Data valences in an IoT System example – smart grid

Because I’ve spent some time working with and reflecting on the challenges of implementing and managing a long-term institutional energy management system and the associated cultural and organizational challenges needed to be effective, the data valences idea proposed by the authors has made for highly relevant conversation.

So how might the six data valences reveal themselves in an institutional energy management system such as a smart grid system or a part of a smart grid system — themselves IoT Systems? Below is my take on how each of these valences might come into play in this context.

self-evidence valence in energy management data

My initial reaction is that I don’t see this valence playing out particularly well here. This energy management data sourced from thousands of energy sensors across an institution needs to have context and be interpreted to have relevance. Also, the data is too new and unfamiliar and often complex for there to be strong statements of self-evidence.

That said, the topic of climate change and all the misinterpretations and rhetoric therein comes to mind. So maybe the self-evidence valence has applicability here as well. Perhaps conclusions will indeed be drawn from energy data devoid of context.

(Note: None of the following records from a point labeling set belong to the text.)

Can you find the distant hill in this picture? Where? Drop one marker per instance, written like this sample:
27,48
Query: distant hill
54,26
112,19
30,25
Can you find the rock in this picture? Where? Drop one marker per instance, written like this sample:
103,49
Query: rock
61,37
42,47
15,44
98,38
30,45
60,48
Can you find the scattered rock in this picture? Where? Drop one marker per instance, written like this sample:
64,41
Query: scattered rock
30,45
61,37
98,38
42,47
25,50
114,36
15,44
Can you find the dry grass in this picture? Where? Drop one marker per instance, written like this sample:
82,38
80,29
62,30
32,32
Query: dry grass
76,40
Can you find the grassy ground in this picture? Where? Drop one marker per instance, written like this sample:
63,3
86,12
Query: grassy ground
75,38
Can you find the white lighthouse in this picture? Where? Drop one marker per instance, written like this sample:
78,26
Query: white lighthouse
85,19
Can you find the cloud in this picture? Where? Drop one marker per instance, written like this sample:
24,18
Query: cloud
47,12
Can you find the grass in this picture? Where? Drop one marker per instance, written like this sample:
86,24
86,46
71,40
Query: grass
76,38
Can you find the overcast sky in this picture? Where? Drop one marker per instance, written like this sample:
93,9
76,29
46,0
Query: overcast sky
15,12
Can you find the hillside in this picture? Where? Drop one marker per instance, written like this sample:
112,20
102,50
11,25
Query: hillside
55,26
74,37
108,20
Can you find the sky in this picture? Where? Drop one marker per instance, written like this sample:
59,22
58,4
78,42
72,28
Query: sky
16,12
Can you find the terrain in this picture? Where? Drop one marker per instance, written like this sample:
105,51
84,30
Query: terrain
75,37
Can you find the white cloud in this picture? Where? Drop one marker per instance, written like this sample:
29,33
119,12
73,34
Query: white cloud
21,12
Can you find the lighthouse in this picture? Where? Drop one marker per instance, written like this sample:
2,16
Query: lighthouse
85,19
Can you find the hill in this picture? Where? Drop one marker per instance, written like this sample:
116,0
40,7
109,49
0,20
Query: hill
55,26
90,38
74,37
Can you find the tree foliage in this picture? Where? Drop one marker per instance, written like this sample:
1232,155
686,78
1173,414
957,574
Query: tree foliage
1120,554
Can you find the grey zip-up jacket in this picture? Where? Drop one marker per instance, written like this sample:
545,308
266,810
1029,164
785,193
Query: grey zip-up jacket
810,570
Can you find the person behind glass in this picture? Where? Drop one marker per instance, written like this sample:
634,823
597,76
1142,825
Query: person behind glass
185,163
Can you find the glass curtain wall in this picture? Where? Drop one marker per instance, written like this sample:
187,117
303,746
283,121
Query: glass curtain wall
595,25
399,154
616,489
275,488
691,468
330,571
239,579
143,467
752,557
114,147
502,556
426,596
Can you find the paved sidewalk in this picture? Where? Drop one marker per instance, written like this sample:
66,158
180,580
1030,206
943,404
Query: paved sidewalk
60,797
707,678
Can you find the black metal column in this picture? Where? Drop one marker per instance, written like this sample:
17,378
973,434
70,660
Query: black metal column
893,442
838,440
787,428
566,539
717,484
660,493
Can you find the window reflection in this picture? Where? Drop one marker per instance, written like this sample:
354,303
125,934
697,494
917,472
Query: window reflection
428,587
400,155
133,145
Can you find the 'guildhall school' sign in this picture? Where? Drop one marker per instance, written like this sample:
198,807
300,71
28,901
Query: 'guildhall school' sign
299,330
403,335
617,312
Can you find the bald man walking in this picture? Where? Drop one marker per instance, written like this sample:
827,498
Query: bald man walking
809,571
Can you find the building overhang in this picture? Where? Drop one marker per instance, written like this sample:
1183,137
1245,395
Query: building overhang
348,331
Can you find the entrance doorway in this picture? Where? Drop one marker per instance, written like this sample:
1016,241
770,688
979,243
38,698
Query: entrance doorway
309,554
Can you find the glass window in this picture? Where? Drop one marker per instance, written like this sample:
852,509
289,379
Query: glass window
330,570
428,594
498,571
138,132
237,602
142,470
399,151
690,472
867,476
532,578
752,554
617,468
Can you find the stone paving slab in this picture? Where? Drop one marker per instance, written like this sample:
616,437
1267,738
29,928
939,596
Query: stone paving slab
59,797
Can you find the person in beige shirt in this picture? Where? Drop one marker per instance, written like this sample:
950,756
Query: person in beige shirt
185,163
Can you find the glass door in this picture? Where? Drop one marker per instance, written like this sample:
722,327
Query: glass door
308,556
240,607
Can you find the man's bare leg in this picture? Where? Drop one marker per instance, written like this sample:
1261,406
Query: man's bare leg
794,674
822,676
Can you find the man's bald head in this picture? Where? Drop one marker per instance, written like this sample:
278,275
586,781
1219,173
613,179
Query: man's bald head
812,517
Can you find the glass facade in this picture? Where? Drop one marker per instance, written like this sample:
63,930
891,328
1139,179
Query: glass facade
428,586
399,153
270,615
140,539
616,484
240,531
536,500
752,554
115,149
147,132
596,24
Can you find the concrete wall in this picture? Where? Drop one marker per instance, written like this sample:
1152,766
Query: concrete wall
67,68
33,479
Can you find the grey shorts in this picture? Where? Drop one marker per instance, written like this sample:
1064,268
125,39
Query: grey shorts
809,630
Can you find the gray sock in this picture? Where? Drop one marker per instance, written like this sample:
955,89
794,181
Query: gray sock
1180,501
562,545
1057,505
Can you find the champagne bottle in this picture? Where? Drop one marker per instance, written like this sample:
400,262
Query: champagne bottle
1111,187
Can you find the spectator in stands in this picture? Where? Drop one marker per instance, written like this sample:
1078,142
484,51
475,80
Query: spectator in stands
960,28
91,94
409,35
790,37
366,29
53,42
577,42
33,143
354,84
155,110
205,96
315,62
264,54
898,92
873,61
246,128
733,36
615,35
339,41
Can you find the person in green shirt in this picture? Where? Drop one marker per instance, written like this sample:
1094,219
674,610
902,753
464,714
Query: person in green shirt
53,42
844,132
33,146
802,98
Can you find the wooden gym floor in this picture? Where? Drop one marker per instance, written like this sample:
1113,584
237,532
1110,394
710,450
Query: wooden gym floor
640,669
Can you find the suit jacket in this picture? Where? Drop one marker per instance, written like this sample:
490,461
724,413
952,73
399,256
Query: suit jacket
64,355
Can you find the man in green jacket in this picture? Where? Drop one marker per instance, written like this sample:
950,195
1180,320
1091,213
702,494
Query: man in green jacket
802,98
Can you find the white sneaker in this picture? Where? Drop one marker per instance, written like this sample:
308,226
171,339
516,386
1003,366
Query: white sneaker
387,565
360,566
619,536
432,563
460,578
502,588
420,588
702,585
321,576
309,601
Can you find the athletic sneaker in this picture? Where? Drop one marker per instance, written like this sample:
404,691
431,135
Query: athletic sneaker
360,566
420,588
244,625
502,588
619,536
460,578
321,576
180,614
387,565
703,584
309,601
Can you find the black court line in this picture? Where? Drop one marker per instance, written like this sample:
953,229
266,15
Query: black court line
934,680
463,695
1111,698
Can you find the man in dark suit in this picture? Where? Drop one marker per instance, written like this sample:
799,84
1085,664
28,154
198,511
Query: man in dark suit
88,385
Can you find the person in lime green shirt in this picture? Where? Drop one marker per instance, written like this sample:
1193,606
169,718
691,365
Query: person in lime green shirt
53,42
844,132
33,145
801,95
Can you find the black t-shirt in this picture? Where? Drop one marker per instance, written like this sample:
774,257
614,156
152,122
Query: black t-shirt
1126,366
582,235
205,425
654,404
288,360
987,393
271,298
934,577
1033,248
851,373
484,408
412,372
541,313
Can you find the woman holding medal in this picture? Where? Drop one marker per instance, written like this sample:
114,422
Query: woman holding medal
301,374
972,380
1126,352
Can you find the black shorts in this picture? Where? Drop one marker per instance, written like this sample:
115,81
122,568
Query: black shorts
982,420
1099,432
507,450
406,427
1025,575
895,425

actionability valence in energy management data

Definitely. Everyone — consumers, vendors, government, others — expect to do something useful here.

connection valence in energy management data

Definitely again. This data provides the site, as the authors say, to come together to problem-solve. And in the course of that problem-solving, a parade of assumptions and expectations come quickly to the surface. Finance people , energy management people, IT and data people, vendors, and a variety of end-users bring their expectations, assumptions, and desires to these meetings. This data valence is particularly important at this stage of the game regarding energy management systems and likely IoT Systems more generally.

transparency valence in energy management data

Yup. Everybody wants this. Much like youthful dating, this distribution of data interpretation across contexts is exciting, challenging, and fraught with peril for misunderstanding. That said, addressing topics around this valence can bring important issues to the surface (though it’s typically a lot of work).

truthiness in energy management data

I’m not sure about the truthiness valence in institutional energy management data. Similar to the self-evidence valence, I don’t know that we have enough exposure to the data to have a truthiness feel about institutional energy management data. But again, misinterpreting climate change data has become a worldwide sport.

discovery valence in energy management data

Without a doubt. Almost all of us have this expectation of discovery, at least at some point — Start capturing energy data and we’ll make awesome decisions !! I do believe that capturing this data will yield useful, actionable (see above) data. However, I think it’s going to be more work than is immediately apparent.

Data valences in IoT Systems

How we, across our multiple constituencies within an institution, perceive various aspects of data has a strong influence on the perceived success of the system that produced the data. This is true for institutional energy management systems and I believe that that is broadly generalizable to IoT Systems of whatever institutional purpose.

Understanding data perceptions across an institution or population base is essential for successful IoT System implementations and hence Smart City or Smart Campus implementations. As I mentioned in the IoT Systems Hamburger Diagram, while not sexy and ‘blingy‘, the capability and capacity of an institution to implement complex IoT Systems in a complex environment is essential to success. Understanding the varied data consumers and their perceptions and needs in a complex organization such as a city or campus is, in turn, a critical component to a successful IoT System implementation.